My name is Matt Gholson, and this is Barn Door Cycling.  This blog is going to be a chronicle of my cycling life, staying focused on the experiences of an overweight cyclist.  I’ll be writing about my weight loss, my riding and the characters I’ve met along with  reviewing equipment I use.  There could be a little humor mixed in there here and there, and occasional commentary that has little to do with anything.

I’ve been interested in riding bikes my whole life, but have also been overweight my whole life.  People would ask me how it was possible to ride as much as I did and still weigh as much as I did.  in 2007 in January I weighed 298 pounds.  The honest answer as that I really didn’t ride as much as it seemed and I ate far, far more then I needed.   I began this blog in 2009 and I weighed about 275 pounds, this morning I weighed 224.  I’ve still got a lot of weight to loose, but my wife yells at me every time I say that I’m fat.

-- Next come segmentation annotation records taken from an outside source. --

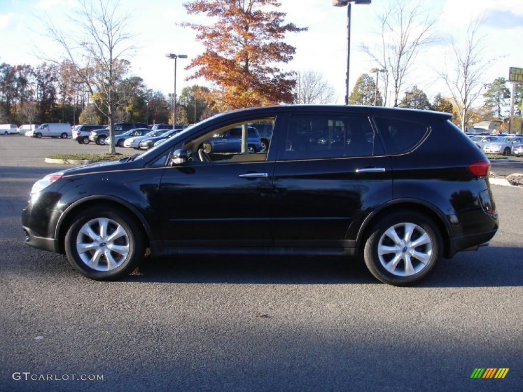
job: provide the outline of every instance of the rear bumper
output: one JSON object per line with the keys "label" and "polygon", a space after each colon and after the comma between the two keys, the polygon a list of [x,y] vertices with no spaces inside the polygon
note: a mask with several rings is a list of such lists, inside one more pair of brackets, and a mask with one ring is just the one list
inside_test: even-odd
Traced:
{"label": "rear bumper", "polygon": [[449,258],[452,257],[458,252],[467,250],[471,248],[483,245],[488,243],[494,236],[497,229],[491,232],[485,232],[450,239]]}
{"label": "rear bumper", "polygon": [[26,244],[33,248],[49,250],[51,252],[59,252],[58,244],[54,238],[47,238],[38,237],[29,227],[22,226],[26,234]]}

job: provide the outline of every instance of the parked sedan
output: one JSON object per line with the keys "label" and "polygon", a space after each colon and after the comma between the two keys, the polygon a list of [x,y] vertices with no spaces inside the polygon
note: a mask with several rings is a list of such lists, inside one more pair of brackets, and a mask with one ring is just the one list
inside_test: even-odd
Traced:
{"label": "parked sedan", "polygon": [[512,155],[516,156],[523,155],[523,143],[518,143],[512,146]]}
{"label": "parked sedan", "polygon": [[146,139],[144,139],[140,142],[139,148],[140,149],[149,149],[149,148],[152,148],[156,142],[161,140],[164,140],[164,139],[168,139],[169,137],[174,136],[177,133],[179,133],[182,130],[181,129],[171,129],[160,136],[155,136],[154,137],[148,137]]}
{"label": "parked sedan", "polygon": [[507,136],[498,139],[494,143],[485,144],[483,151],[487,154],[503,154],[508,156],[511,153],[512,146],[522,142],[523,137]]}
{"label": "parked sedan", "polygon": [[142,136],[133,136],[132,137],[126,139],[123,142],[123,146],[131,147],[133,148],[139,148],[140,142],[142,140],[149,139],[149,137],[156,137],[157,136],[163,135],[169,131],[167,129],[157,129],[155,131],[151,131],[149,128],[145,128],[144,130],[147,132],[147,133]]}
{"label": "parked sedan", "polygon": [[470,140],[482,151],[485,144],[496,142],[499,139],[499,136],[474,136],[471,137]]}
{"label": "parked sedan", "polygon": [[[131,129],[127,132],[124,132],[121,135],[118,135],[115,136],[115,144],[118,147],[123,147],[124,142],[131,137],[134,136],[144,136],[151,132],[151,130],[147,128],[137,128]],[[109,141],[107,141],[109,143]]]}

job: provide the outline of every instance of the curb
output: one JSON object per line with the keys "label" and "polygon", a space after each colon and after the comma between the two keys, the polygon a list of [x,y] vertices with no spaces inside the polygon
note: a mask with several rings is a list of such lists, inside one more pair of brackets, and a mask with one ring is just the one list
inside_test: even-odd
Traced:
{"label": "curb", "polygon": [[494,177],[490,177],[488,178],[488,182],[490,182],[492,185],[502,185],[504,187],[511,187],[512,188],[519,188],[523,189],[523,187],[518,187],[517,185],[513,185],[504,178],[495,178]]}
{"label": "curb", "polygon": [[63,165],[88,165],[92,161],[79,159],[56,159],[54,158],[46,158],[47,163],[62,164]]}

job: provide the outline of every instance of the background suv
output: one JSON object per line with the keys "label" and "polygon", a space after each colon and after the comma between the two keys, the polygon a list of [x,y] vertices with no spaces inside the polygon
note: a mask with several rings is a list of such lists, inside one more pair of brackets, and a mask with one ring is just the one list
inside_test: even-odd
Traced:
{"label": "background suv", "polygon": [[[115,135],[121,135],[134,128],[147,128],[147,124],[143,122],[117,122],[115,124]],[[105,144],[106,139],[109,137],[109,127],[97,131],[93,131],[89,135],[89,140],[97,144]]]}
{"label": "background suv", "polygon": [[[141,155],[39,180],[22,213],[26,241],[94,279],[127,275],[149,248],[361,255],[377,279],[409,284],[498,228],[490,163],[450,117],[315,105],[215,116]],[[260,122],[273,127],[266,152],[203,147]]]}

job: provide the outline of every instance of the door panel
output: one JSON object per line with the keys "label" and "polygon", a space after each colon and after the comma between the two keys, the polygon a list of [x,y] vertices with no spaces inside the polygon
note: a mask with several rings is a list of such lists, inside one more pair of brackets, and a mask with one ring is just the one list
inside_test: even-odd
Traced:
{"label": "door panel", "polygon": [[[385,171],[356,172],[365,168]],[[350,246],[346,234],[355,215],[392,198],[391,175],[385,157],[277,162],[275,245]]]}
{"label": "door panel", "polygon": [[[167,246],[270,246],[274,162],[168,167],[162,179]],[[267,177],[240,177],[247,174]]]}

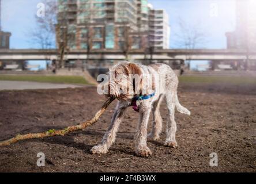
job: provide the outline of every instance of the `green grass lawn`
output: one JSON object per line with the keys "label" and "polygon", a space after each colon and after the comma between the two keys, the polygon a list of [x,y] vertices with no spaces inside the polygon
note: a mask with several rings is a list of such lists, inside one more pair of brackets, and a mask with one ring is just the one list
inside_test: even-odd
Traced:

I enjoy both mountain biking and road biking depending on the time of year, this gives me a unique perspective since the dirt and asphalt division is so deep and I jump back and forth regularly.  Since I’ve lost weight I’ve come to get much more enjoyment out of riding.  Its really nice not to be the guy always lagging behind.  I also enjoy working on my own bikes, I’ve built the last 5 or 6 bikes that I’ve ridden.

The name Barn Door Cycling came about because my riding buddy JC used to say riding behind me was like riding behind a barn door.  He has a real knack for the backhanded complement.  Truth was I always took some pride, and often still do, in being the largest person in a group of riders.  It was a morale boost when I stayed with a group on a climb and a blow softener when I got dropped.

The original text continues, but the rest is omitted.